Guidance in Iceland initiated within the school system and was for a long time seen primarily as a tool to assist students with making the right educational choices. The hope was that this would decrease the high dropout from both upper secondary schools and universities. Gradually, guidance for adults has been growing, especially guidance for the unemployed. In recent years, the demand for career development for employed adults has been the field that has grown the fastest as social partners feel the need for a more targeted approach. There has also been a demand for online guidance, especially for people with limited formal education.

Guidance has mostly been the responsibility of the Ministry of Education and Children, but the Ministry of Social Affairs and Labour has developed vocational guidance within the Public Employment Services. Other actors who have influenced the development of guidance are e.g. local authorities and experts in the field of guidance, trade unions, employers and various associations, with the Icelandic Educational and Vocational Guidance Association at the forefront.

The division of guidance affairs is based upon different clients, different subjects, different settings and different ways of funding. No formal channels exist in the cooperation between different actors but most innovations in the field of guidance have occurred when ministries, professionals and the social partners have combined resources.


The Ministry of Educationand Children is in charge of guidance in the education system. Guidance is integrated into Acts for each level and is therefore not seen as a separate unit.

The Directorate of Social Affairs and Labour has the responsibility for guidance for unemployed people.

No policy for lifelong guidance has been developed in Iceland.


Guidance practitioners must have a licence from the Ministry of Educationand Children to practice. In order to obtain such a licence, they must have a master’s degree in counselling from a recognised university in Iceland or abroad. Almost all counsellors are members of theIcelandic Educational and Vocational Guidance Association, which has the goals to guard counsellors’ interests, enhance educational and vocational guidance, counsellors’ professional work and research in the field of guidance as well as international cooperation. At present, around 250 people are members of the Association.

All pupils in both compulsory and upper secondary schools have the right to receive counselling upon demand and most schools employ full-time professional counsellors.

All universities employ guidance counsellors, even though they are not obliged by law to do so.

Guidance for adults has been growing. Employed people can seek guidance at adult learning centres and some workplaces offer “first step” guidance for their employees.
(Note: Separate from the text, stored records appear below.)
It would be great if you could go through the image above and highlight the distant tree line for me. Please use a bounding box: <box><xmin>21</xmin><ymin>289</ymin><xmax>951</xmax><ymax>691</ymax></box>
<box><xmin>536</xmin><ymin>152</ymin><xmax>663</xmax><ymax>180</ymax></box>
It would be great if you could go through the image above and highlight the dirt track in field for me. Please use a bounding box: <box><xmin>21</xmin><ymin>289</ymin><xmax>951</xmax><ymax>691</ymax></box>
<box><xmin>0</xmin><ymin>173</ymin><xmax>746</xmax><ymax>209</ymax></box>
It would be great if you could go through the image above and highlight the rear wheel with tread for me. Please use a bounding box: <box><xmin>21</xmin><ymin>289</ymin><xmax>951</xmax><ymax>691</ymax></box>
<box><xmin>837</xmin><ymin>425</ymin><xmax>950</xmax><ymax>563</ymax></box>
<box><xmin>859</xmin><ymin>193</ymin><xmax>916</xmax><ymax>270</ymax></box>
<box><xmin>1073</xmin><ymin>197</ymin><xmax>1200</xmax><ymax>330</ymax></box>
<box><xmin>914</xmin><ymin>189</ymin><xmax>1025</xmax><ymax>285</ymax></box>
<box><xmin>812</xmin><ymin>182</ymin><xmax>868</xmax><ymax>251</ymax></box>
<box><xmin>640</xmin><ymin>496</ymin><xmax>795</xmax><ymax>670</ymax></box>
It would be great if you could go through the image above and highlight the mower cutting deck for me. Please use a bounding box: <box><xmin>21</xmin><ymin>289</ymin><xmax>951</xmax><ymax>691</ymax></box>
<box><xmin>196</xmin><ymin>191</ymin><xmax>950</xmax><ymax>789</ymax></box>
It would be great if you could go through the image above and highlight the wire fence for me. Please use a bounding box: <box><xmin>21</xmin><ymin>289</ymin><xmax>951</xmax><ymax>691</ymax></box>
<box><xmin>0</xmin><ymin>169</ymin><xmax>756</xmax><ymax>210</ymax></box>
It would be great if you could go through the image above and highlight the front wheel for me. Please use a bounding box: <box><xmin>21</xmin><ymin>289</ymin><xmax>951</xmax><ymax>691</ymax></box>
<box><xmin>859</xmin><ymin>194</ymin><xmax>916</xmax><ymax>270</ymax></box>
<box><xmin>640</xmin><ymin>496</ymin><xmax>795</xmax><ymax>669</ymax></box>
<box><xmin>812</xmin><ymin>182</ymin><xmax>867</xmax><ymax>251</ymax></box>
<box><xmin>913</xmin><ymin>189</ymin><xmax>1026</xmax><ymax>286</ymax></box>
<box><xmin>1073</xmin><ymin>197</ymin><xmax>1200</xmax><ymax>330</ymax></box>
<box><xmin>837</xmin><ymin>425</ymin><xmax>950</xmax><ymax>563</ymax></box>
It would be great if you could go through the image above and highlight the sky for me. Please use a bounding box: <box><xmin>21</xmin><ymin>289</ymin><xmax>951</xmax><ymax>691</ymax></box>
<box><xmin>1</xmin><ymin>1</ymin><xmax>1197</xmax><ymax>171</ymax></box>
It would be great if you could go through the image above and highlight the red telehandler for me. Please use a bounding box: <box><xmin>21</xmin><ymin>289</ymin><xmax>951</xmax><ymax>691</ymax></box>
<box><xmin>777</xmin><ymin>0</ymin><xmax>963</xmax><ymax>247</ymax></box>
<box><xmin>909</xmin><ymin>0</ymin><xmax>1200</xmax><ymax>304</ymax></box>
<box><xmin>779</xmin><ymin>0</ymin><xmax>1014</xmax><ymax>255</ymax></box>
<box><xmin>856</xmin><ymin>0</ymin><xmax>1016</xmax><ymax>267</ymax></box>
The Directorate of Labour administers ninePublic Employment Centresfor job seekers, where they have access to guidance.

As for online guidance, the Education and Training Service Centre has developed awebwhich assists people with choosing both a profession and the relevant education and training. The main target group for the web is young people who are contemplating their next steps in choosing either a career or an educational pathway.


The Faculty of Social Sciences at the University of Iceland offers a Master of Art’s programmes of at least 120 ECTS for counsellors who must have a bachelor’s degree in e.g. education or social sciences. Students pay a small registration fee each year. The main content is a detailed analysis of the field (with a master’s theses as a relevant part), research methods and courses selected by participants. Students are required to take courses in the following areas: theories on counselling and career development (18 ECTS), theories on educational progress, intervention and assessment (14 ECTS), practical training (30 ECTS), restricted elective in methods and statistics. Upon completion of the MA programme the graduate can apply to the Ministry of Education, Science and Culture to register as a certified Career and Guidance Counsellor.Further information (click on UK flag for English).

The Icelandic Educational and Vocational Guidance Association has an educational committee that organises various forms of continuous training, mostly lectures on relevant topics. The annual Day of the Counsellor is also celebrated by e.g. study visits to relevant institutions, conferences or training seminars.

The University of Iceland, which offers a Masters’ degree in counselling, is the main body carrying out research in the field. All master students must write a research paper of 30 ECTS and their teachers carry out research on a regular basis. Teachers at the University of Iceland must dedicate up to 40% of their time to research but have complete autonomy over the content. They are however obliged to share the results with as many as possible. Over 160 research papers on guidance can be found on the electronic web of the University of Iceland.

Icelandic counsellors have led and participated in many international development projects in the field of guidance. They also participated in the work of the European Lifelong Guidance Policy Unit.


The Icelandic Educational and Vocational Guidance Association has developed its own ethical guidelines. The main three themes in these are:

  1. Human value and respect which emphasis that the counsellor must always meet the client where (s)he is, without favouritism and respect his/her special situation.
  2. Clients’ independence and freedom of choice where the emphasis is on enhancing the client’s ability to take an independent decision and be responsible for her/his actions.
  3. Client’s well-being and happiness where the counsellor must always give advice to the best of his/her professional knowledge and with the main principle in mind that her/his advice should never cause the client any harm.